前原達に取って……玲人と小春の存在は、いつの間にか可愛い弟や妹の様に感じていた。
前原と沙希の二人は、大戦やその後の内乱で家族を亡くしていた。その為に、自分より年下の玲人や小春の事を他人とは思えなかったのだろう。
……だからこそ、二人は最後に玲人と小春に会っておきたかった。
前原と沙希は玲人の病室を出た後……何となく中庭に向かい、ベンチに二人で腰かける。
しばらく、二人は沈黙していたが……前原が自嘲気味に呟く。
「……別れの挨拶は、出来なかったな……。落ち着いてから、考えよう……」
「……う、うん……」
ベンチに座りながら寂しそうに話した前原に、隣に居た沙希は……静かに涙を流しながら頷く。
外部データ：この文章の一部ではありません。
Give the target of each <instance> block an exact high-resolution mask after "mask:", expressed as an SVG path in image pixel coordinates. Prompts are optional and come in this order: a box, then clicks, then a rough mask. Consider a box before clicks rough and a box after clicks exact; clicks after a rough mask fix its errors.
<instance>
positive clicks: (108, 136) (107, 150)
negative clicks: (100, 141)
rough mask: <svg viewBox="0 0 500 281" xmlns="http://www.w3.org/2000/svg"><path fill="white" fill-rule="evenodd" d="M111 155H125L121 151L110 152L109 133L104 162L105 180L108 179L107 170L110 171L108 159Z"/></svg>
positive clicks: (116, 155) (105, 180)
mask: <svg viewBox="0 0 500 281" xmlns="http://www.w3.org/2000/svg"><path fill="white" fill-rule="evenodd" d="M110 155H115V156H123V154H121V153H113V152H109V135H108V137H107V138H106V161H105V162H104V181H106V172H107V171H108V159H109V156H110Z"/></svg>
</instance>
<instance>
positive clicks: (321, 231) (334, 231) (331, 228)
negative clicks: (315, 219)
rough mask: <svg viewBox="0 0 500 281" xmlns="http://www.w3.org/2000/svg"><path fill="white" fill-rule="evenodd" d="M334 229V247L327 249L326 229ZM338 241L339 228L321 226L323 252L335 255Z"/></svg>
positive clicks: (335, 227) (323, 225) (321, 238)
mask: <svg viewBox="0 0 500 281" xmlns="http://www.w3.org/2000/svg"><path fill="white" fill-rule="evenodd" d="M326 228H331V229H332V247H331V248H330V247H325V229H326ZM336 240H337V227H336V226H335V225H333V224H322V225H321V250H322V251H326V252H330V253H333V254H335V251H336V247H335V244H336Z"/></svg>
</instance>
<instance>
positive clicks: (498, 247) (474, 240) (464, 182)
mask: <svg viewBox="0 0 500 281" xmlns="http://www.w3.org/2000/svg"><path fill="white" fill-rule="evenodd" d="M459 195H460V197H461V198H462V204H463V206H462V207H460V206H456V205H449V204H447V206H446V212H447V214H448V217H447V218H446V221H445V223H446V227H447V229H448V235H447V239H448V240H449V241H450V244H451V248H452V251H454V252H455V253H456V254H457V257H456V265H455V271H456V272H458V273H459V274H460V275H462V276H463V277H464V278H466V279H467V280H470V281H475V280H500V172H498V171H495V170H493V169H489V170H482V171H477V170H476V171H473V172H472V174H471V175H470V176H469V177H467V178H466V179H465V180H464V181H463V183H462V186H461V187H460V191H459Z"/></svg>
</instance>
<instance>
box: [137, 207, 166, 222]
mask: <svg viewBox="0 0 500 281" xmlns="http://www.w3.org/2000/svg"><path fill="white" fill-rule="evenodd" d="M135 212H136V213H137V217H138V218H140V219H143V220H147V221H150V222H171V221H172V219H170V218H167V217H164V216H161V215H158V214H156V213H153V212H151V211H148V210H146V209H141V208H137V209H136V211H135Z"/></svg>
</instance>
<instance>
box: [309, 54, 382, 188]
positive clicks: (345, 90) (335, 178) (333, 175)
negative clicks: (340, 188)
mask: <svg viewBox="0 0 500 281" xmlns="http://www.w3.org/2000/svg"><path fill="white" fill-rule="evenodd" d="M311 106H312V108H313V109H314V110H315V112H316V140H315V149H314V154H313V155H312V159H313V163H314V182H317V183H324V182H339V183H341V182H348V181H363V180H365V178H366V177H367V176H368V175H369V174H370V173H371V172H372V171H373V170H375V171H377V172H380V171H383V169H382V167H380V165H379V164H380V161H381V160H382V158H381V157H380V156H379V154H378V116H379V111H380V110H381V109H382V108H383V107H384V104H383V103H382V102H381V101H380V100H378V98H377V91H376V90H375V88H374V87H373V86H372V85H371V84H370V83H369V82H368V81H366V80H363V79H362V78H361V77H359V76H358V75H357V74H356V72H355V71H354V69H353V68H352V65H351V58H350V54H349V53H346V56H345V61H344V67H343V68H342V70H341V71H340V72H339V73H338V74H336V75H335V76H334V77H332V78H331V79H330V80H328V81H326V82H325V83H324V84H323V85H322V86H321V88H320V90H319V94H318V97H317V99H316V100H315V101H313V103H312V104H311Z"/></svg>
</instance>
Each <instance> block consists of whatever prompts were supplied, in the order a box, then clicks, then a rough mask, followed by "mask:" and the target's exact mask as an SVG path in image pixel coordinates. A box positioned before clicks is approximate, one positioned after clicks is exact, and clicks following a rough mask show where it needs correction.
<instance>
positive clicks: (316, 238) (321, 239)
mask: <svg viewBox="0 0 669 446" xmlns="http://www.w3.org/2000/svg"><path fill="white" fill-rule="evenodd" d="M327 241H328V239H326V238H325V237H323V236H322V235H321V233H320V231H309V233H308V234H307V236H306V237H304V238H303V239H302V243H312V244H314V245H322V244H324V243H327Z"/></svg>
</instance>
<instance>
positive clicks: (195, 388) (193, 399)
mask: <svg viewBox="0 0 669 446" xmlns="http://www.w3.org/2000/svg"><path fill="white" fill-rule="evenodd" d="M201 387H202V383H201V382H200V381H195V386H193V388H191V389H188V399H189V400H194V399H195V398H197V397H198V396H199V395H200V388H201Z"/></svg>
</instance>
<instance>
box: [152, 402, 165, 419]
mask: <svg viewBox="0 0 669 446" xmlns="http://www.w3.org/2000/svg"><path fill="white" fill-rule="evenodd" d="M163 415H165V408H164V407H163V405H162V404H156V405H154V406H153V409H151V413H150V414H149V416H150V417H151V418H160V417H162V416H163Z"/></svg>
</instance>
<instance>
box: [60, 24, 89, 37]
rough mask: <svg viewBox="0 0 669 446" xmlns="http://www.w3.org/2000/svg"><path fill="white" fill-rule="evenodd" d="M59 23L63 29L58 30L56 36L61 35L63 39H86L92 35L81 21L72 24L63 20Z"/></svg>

「……で、でも……浩太は本当に良いの? 私の……我が儘に付き合って……。こんな、別れ方……」
「ああ……良いんだ。この分隊は、もう……俺達の居場所じゃない……。そして、何より……お前が望んだ事は、俺にとって一番大事な事だ……」
「……浩太……」
涙ながらに問うた沙希に対し、前原は彼女の目を見て迷わず答える。
沙希は我慢出来なくなって、前原に抱き着き……彼の胸の中で静かに泣くのだった。